Helix Insight

Documentation / Phenotype Matching / HPO Term Selection Guide

HPO Term Selection Guide

The quality of phenotype matching depends directly on the HPO terms selected by the geneticist. More specific, comprehensive term sets produce more accurate and discriminating phenotype match scores.

General Principles

Be specific

Use "Focal clonic seizure" (HP:0002266) instead of just "Seizure" (HP:0001250). More specific terms have higher information content and produce more discriminating similarity scores. The platform’s autocomplete helps find the most specific matching term.

Be comprehensive

Include findings from all organ systems, not just the primary complaint. A patient referred for seizures may also have microcephaly, feeding difficulties, and hypotonia -- all of these help narrow the differential diagnosis.

Include negative findings

When clinically significant, include negative findings. The platform’s text extraction handles negation (e.g., "no hearing loss" will identify the term but mark it as negated). Negative findings help exclude conditions.

Aim for 5-15 terms

This range is optimal for most cases. Fewer than 5 terms may miss relevant matches. More than 15 terms can dilute the average score if some are poorly characterized in the HPO database.
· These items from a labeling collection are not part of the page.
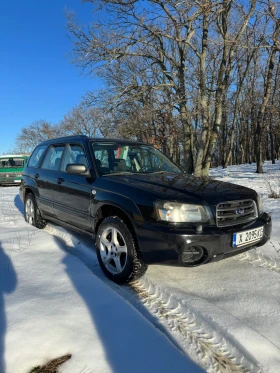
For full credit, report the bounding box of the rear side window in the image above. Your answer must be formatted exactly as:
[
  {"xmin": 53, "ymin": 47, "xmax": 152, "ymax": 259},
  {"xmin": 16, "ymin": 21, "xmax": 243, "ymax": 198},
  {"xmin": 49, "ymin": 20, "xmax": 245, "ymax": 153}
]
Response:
[
  {"xmin": 42, "ymin": 145, "xmax": 64, "ymax": 171},
  {"xmin": 28, "ymin": 145, "xmax": 47, "ymax": 167},
  {"xmin": 61, "ymin": 144, "xmax": 88, "ymax": 172}
]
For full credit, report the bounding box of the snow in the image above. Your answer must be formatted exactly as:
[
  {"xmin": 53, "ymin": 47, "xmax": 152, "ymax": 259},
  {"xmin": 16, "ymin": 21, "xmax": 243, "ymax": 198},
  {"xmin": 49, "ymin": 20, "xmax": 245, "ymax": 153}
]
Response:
[
  {"xmin": 0, "ymin": 162, "xmax": 280, "ymax": 373},
  {"xmin": 0, "ymin": 188, "xmax": 202, "ymax": 373}
]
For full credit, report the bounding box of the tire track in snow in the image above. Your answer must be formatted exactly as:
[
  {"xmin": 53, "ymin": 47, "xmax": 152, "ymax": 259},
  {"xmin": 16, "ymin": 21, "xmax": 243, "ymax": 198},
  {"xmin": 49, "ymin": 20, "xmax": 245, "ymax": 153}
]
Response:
[
  {"xmin": 45, "ymin": 224, "xmax": 264, "ymax": 373},
  {"xmin": 131, "ymin": 276, "xmax": 263, "ymax": 373},
  {"xmin": 232, "ymin": 250, "xmax": 280, "ymax": 274}
]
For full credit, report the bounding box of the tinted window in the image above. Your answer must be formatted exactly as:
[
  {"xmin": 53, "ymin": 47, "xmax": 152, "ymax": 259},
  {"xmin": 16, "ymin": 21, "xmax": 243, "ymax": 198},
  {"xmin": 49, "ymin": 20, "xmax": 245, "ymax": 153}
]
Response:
[
  {"xmin": 60, "ymin": 144, "xmax": 88, "ymax": 172},
  {"xmin": 28, "ymin": 145, "xmax": 47, "ymax": 167},
  {"xmin": 0, "ymin": 158, "xmax": 24, "ymax": 168},
  {"xmin": 92, "ymin": 142, "xmax": 182, "ymax": 175},
  {"xmin": 42, "ymin": 145, "xmax": 64, "ymax": 171}
]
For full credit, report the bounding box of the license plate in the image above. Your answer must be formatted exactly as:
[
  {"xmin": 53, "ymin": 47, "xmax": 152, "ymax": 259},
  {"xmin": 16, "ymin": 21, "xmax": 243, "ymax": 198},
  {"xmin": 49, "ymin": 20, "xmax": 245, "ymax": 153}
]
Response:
[{"xmin": 233, "ymin": 227, "xmax": 263, "ymax": 247}]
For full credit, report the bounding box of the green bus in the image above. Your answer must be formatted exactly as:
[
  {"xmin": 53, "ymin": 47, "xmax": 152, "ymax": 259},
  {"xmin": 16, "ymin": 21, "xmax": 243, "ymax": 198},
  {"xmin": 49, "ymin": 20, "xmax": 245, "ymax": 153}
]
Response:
[{"xmin": 0, "ymin": 154, "xmax": 28, "ymax": 185}]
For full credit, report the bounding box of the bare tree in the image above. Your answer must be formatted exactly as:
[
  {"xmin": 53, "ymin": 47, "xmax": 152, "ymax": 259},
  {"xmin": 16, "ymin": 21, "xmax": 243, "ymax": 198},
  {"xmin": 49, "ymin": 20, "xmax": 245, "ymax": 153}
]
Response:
[{"xmin": 15, "ymin": 120, "xmax": 61, "ymax": 154}]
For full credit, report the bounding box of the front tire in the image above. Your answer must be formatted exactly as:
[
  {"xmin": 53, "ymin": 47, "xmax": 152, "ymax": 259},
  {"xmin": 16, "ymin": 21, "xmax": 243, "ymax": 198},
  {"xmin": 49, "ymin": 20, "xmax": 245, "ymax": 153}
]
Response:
[
  {"xmin": 96, "ymin": 216, "xmax": 148, "ymax": 284},
  {"xmin": 24, "ymin": 193, "xmax": 47, "ymax": 229}
]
Prefer observed over inferred

Select HPO terms for findings that have been directly observed or documented, not suspected diagnoses. "Seizure" is better than "Epilepsy" if the patient has had a seizure but no formal epilepsy diagnosis.

Domain-Specific Guidance

Neurodevelopmental

Include seizure type and age of onset, developmental milestones (sitting, walking, speech), brain MRI findings (e.g., "Cortical dysplasia", "Thin corpus callosum"), EEG patterns if specific, behavioral features (e.g., "Stereotypy", "Self-injurious behavior"), and tone abnormalities (hypotonia or spasticity).

Cardiology

Specify the cardiomyopathy type (dilated, hypertrophic, restrictive), arrhythmia type, ECG findings (e.g., "Prolonged QT interval"), echocardiographic measurements, family history of sudden cardiac death, and any extracardiac features.

Nephrology

Include the specific renal finding (cysts, proteinuria, hematuria), biopsy findings if available, extrarenal manifestations (hearing loss, eye abnormalities), and age of onset. Terms like "Renal insufficiency" are less informative than "Autosomal dominant polycystic kidney disease" when specific.

Metabolic

Include specific metabolites elevated or decreased, enzyme activity levels, organ involvement, and response to treatment. Terms describing biochemical abnormalities (e.g., "Elevated serum lactate") are often more specific than clinical descriptions.

Neonatal

Particularly relevant for newborn screening contexts. Include gestational age-related findings, birth parameters, feeding difficulties, hypotonia, seizure onset age, congenital anomalies, and metabolic screening results. Early-onset findings are often the most diagnostically informative.

Using the Platform Tools

Autocomplete Search

Start typing a clinical finding in the HPO term input field. The platform searches across all 17,000+ HPO terms in real time, including synonyms. Select the most specific term from the suggestions.

Free-Text Extraction

Paste a clinical description or referral letter into the text extraction field. The platform identifies HPO terms mentioned in the text, handles negation (marking terms preceded by "no", "without", "denies", etc.), and returns only positive findings. Review the extracted terms and adjust as needed before running phenotype matching.

Common Mistakes

Using only the chief complaint

Entering only "Seizure" for an epilepsy patient misses the opportunity to differentiate between hundreds of epilepsy-associated genes. Add seizure type, developmental status, MRI findings, and any other relevant features.

Selecting parent terms when children exist

"Abnormality of the nervous system" matches thousands of genes equally. If the patient has seizures, select "Seizure" or an even more specific child term.

Omitting extraprimary findings

A cardiac patient with short stature and lens dislocation should include all three features. The combination may point to a specific syndrome (e.g., Marfan) that individual features would not identify.

Iterative Refinement

Phenotype matching can be re-run at any time with updated HPO terms. If the initial results do not include expected candidate genes, consider adding more specific terms or terms from additional organ systems. The platform preserves previous matching results until a new run replaces them.